What does it take to be a genius?


If you know exactly what you are going to do, what’s the good in doing it? – Pablo Picasso

Picasso was one of the most prolific artists of the twentieth century, creating over 50,000 works of art from paintings to sculptures.

His style is instantly recognizable, especially the pieces that defy convention, with surreal images and bold colours.

What does it take to be Picasso, or write like Hemmingway or be Woody Allen?

Do you need have something special – to be able recognize that idea or creative thought that will change the world, or at least the way the world sees you?

Or do you just need to work on something every day?

That is what Mason Currey examines in his book Daily Rituals, which pulls together routines of 161 creative geniuses from household names like Picasso to less well known but prolific performance artists like Twyla Tharp.

Obviously, as Currey writes, there is no ONE way to work, but each genius has THEIR way.

There are, however, things they have in common.

The most important thing seems to be to show up each day. Charles Darwin, for example, had a routine that started at 8 in the morning with a work session and then followed the same pattern of work and rest for 40 years, more or less.

They didn’t work all the time though. Consistency was important, but three to four hours of creative effort at most a day seemed the norm.

Some had to work in cracks of time during the pressures of normal living. Toni Morrison rose every day at 5am so she could write before her 9-5 job while raising two sons as a single parent.

A balanced schedule was important. Many protected their time to create, but also spent time doing a variety of things, including spending time with friends and family.
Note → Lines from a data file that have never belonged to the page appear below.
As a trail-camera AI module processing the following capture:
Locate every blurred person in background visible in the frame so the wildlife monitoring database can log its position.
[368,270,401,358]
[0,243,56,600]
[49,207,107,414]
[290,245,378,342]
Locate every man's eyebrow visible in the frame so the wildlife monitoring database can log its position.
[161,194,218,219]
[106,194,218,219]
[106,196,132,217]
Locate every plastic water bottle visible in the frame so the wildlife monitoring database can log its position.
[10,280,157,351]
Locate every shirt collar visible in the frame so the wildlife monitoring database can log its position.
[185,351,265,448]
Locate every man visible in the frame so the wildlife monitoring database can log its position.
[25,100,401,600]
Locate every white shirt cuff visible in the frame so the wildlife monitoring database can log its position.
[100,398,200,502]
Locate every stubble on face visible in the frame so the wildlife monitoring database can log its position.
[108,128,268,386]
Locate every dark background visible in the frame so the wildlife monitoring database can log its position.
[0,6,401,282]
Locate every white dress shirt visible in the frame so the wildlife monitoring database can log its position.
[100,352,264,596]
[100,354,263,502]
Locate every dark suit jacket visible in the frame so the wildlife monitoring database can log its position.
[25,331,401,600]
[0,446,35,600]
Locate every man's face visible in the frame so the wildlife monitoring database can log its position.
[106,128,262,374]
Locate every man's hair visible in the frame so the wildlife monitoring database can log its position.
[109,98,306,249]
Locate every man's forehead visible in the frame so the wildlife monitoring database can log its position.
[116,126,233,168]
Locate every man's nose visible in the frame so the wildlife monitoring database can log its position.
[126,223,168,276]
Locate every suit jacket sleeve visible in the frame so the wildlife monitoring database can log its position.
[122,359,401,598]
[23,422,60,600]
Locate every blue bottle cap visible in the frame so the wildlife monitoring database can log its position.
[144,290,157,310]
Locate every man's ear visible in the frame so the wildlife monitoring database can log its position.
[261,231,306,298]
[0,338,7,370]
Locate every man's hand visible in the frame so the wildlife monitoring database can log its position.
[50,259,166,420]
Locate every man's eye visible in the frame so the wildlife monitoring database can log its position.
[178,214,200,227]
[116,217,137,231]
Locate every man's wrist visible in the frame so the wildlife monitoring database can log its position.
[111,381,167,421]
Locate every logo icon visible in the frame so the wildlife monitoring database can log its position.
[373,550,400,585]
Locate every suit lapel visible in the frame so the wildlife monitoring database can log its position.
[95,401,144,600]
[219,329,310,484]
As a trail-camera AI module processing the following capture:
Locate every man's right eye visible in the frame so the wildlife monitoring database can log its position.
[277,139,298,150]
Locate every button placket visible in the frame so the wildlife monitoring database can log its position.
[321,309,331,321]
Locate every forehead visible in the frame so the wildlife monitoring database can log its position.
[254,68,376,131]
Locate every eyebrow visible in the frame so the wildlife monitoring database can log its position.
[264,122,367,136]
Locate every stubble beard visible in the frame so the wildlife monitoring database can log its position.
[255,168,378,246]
It is easy to assume that older artists had more time to structure their days without the distractions of a modern, technological society.

But people haven’t changed all that much. In 1912, Kafka complained of the obstacles in his way that he had to contend with to get on with his work.

As Siobhan Phillips astutely observes in her review of the book, “good ideas or great art are the unpredictable outcomes of a predictable regimen.”

Ultimately, it seems that few people know they are geniuses while they are doing their work.

They spend their time in something that absorbs them and work hard on things that are new and challenging to them.

Eventually, they may be recognized for their genius. Or not, as the case may be.

They would still have spent their time well.